The ladies in the mud pit!Love it!!Thanks for the pics


----------



## Fodder (Oct 21, 2007)

omg that'd be so cute Debbie, the "under 60 crew" lol 

I'd absolutely do it again!! I think a November run is in the works, but don't quote me.


I tried so many things with Keys and the balls... he transported ONE then it was boring for him - the obstacles were also more exciting than the repetition of moving balls. I held one in his mouth and carried one, tried again and he spit it out but it still saved me about 6ft on the next trip. my least favorite obstacle if you couldn't guess.


----------



## Cassidy's Mom (Mar 30, 2003)

I would have to bring treats. Or else I'd be prying Halo's mouth open to get the darn tennis balls out.


----------



## Fodder (Oct 21, 2007)

totally meant to post this one too! not only is this pic pretty bada** but this guy ran the race TWICE (he also had the dobe) and placed first and second overall!!!!! now if he'd done it with 1 shoe like my coworker - it would have been even more impressive. but well done sir!
https://thepaparazzilady.smugmug.com/Galleries/20160723K9-GladiatorsGr-3/i-rh3t5V3/A


----------



## Fodder (Oct 21, 2007)

Cassidy's Mom said:


> I would have to bring treats. Or else I'd be prying Halo's mouth open to get the darn tennis balls out.
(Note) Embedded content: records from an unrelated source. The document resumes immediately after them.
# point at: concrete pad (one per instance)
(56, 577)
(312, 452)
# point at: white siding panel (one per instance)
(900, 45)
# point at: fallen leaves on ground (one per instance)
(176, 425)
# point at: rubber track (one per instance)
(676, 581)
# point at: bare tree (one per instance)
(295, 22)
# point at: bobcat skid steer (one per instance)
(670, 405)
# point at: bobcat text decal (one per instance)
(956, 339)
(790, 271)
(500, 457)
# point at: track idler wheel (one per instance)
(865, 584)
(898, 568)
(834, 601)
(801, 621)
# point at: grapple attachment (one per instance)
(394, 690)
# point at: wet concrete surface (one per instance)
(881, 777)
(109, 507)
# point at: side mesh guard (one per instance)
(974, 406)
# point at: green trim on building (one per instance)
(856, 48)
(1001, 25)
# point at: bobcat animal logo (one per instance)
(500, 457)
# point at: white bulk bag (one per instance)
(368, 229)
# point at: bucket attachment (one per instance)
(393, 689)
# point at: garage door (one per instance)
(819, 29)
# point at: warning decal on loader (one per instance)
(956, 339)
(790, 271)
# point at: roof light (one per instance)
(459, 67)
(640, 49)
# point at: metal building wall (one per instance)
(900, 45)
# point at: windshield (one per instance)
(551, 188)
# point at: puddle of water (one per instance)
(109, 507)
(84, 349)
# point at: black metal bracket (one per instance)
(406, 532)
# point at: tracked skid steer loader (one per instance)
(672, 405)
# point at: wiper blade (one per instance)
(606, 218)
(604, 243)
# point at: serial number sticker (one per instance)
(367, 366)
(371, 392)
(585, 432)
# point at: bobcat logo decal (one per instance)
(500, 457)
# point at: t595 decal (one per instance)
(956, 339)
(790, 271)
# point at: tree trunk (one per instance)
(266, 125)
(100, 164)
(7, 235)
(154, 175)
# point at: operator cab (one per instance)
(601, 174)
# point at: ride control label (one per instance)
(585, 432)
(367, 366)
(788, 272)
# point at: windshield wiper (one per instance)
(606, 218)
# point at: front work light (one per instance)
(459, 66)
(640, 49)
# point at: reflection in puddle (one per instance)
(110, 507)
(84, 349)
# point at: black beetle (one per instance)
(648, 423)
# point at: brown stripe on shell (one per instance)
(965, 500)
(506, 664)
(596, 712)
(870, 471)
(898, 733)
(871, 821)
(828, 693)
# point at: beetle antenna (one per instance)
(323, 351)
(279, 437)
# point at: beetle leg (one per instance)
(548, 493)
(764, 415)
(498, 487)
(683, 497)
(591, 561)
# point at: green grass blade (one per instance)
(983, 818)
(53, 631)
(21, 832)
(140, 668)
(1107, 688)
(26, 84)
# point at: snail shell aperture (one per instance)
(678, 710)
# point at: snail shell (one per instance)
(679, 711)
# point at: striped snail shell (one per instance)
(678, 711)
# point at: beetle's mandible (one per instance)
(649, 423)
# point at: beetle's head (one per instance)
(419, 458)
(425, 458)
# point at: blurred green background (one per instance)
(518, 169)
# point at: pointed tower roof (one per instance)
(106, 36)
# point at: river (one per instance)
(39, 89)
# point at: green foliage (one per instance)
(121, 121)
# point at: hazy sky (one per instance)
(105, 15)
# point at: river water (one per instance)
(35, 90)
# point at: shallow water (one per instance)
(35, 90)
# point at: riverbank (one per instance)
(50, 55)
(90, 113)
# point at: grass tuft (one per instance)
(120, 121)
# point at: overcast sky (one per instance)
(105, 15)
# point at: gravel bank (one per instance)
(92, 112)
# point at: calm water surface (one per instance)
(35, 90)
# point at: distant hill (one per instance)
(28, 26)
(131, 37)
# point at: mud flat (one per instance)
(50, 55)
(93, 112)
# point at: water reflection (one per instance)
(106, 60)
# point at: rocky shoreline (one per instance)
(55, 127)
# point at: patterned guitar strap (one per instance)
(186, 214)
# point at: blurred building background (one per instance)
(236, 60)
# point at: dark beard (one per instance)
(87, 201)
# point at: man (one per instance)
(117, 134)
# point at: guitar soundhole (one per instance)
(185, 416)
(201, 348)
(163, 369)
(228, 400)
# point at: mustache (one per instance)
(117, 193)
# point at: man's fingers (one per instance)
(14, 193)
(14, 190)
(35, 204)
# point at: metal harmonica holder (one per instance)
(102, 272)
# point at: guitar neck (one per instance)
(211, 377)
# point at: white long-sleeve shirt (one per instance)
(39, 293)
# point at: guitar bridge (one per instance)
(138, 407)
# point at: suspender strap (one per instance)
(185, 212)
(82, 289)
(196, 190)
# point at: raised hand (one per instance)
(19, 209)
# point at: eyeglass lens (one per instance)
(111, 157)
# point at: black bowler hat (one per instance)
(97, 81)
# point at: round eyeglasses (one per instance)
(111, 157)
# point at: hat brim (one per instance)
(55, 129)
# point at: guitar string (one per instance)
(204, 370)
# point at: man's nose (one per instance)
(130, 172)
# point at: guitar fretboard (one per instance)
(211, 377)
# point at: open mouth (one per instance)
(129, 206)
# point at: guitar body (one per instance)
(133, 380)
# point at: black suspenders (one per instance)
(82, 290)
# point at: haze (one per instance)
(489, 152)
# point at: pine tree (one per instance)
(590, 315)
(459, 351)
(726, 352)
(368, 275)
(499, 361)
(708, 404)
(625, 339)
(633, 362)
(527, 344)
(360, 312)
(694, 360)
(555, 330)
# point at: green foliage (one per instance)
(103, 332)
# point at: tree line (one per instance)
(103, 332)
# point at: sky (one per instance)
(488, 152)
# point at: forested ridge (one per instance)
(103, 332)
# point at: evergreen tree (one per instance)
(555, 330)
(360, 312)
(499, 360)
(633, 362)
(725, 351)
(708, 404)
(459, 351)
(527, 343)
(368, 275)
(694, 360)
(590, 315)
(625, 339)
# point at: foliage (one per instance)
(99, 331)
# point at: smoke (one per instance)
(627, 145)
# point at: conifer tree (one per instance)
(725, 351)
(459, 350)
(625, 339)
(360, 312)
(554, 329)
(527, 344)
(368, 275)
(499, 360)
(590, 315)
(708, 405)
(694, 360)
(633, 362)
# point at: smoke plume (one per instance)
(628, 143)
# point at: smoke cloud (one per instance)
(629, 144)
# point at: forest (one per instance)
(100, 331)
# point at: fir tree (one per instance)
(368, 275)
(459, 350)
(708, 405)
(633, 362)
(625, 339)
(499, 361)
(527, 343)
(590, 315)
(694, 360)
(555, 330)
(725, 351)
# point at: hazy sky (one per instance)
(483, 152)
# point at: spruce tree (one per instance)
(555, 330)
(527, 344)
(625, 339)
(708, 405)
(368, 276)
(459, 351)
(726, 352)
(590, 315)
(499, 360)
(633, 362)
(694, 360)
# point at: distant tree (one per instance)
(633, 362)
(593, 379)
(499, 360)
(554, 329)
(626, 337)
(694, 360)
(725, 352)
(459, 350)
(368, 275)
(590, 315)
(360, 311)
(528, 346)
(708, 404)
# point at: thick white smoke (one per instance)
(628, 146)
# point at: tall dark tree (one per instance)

i think treats were allowed (at least for the novice teams. the rules change when running for titles and prizes) but the only way I'd do that is if I had a hat with a pocket - otherwise the mud pits would destroy them.


----------



## Cassidy's Mom (Mar 30, 2003)

It looks like the female/male ratio is pretty high. How many men did the course?


----------



## Fodder (Oct 21, 2007)

definitely more ladies out there... not sure about the guys - the one guy stood out because we parked next to each other and chatted about dobermans. we left not too long after our run and I know there were some stragglers who continued to run but operations started to shut down after the bulk of us were finished so I can't tell by the photos if more men ran before or way after us.


----------